Lesson 07: The Memory System

How Claude Remembers

Every time you start a Claude Code session, it loads a set of markdown files into its context. These files form Claude's memory — the accumulated knowledge, rules, and preferences that persist across sessions. There is no hidden database. Memory is just files, and you have full control over them.

This lesson covers the complete memory system: every file type, where each one lives, how they interact, and how to use them day-to-day.

Relationship to Lesson 04: Lesson 04 covers what to write inside a CLAUDE.md file (project context, coding standards, workflow commands). This lesson covers how the memory system works as a whole — the full hierarchy, auto-memory, imports, rules, and the daily workflow of managing Claude's knowledge.


The Full Memory Hierarchy

Claude Code loads memory from six locations, listed here from broadest scope to most specific. When instructions conflict, more specific files win.
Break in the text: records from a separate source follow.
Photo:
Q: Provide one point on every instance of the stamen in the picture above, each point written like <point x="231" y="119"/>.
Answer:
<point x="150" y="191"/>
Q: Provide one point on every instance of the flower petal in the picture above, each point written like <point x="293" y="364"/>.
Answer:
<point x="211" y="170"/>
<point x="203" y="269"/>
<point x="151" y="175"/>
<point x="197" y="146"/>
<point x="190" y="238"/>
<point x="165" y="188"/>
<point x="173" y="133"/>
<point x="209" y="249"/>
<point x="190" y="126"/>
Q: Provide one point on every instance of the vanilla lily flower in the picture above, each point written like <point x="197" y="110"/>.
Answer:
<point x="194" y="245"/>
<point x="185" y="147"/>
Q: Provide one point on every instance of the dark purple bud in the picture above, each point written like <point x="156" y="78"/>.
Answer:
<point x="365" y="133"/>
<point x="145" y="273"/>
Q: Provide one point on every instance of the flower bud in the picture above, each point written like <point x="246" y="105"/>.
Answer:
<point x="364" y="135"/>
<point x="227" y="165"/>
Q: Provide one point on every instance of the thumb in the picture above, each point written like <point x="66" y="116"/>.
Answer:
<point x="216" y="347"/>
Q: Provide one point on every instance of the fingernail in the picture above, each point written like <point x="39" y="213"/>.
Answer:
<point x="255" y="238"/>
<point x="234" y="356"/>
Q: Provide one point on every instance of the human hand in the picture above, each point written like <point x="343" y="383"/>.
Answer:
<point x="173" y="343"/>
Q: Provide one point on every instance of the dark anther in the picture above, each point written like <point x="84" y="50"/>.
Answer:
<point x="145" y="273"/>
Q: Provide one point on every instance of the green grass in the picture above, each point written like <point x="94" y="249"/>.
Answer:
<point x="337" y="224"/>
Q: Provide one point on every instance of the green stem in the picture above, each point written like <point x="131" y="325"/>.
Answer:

Type Location Shared with Purpose
User memory ~/.claude/CLAUDE.md Just you (all projects) Personal preferences, universal rules
Project memory ./CLAUDE.md or ./.claude/CLAUDE.md Team (via source control) Project architecture, coding standards, commands
Project rules ./.claude/rules/*.md Team (via source control) Modular, topic-specific instructions
Local overrides ./CLAUDE.local.md Just you (current project) Personal per-project preferences (gitignored)
Local rules ./.claude/rules/*.local.md Just you (current project) Personal rule overrides (gitignored)
Auto-memory ~/.claude/projects/<project>/memory/ Just you (per project) Claude's own notes and learnings

How loading works

  • CLAUDE.md files in parent directories above the working directory are loaded in full at launch. Claude walks up from your cwd to the root looking for them.
  • CLAUDE.md files in child directories are loaded on demand when Claude reads files in those subdirectories.
  • .claude/rules/*.md files are all discovered recursively and loaded automatically. Files with paths: frontmatter only apply when Claude works with matching files.
  • Auto-memory loads the first 200 lines of MEMORY.md at session start. Topic files are read on demand.

User Memory (`~/.claude/CLAUDE.md`)

This file applies to every project you open. Use it for preferences that are always true about how you work.

Markdown
# My Preferences

- Use bun, not npm
- Prefer concise responses — skip preamble
- Use conventional commits: feat:, fix:, chore:, docs:
- Never add TODO comments without issue numbers
- 2-space indentation everywhere

You can also create personal rules that apply everywhere at ~/.claude/rules/:

~/.claude/rules/
├── preferences.md    # Coding preferences
└── workflows.md      # Preferred workflows

User-level rules load before project rules, so project rules take higher priority.


Project Memory (`./CLAUDE.md`)

This is the team-shared file committed to source control. Lesson 04 covers writing effective project instructions in depth. Either ./CLAUDE.md or ./.claude/CLAUDE.md works — pick one location and stick with it.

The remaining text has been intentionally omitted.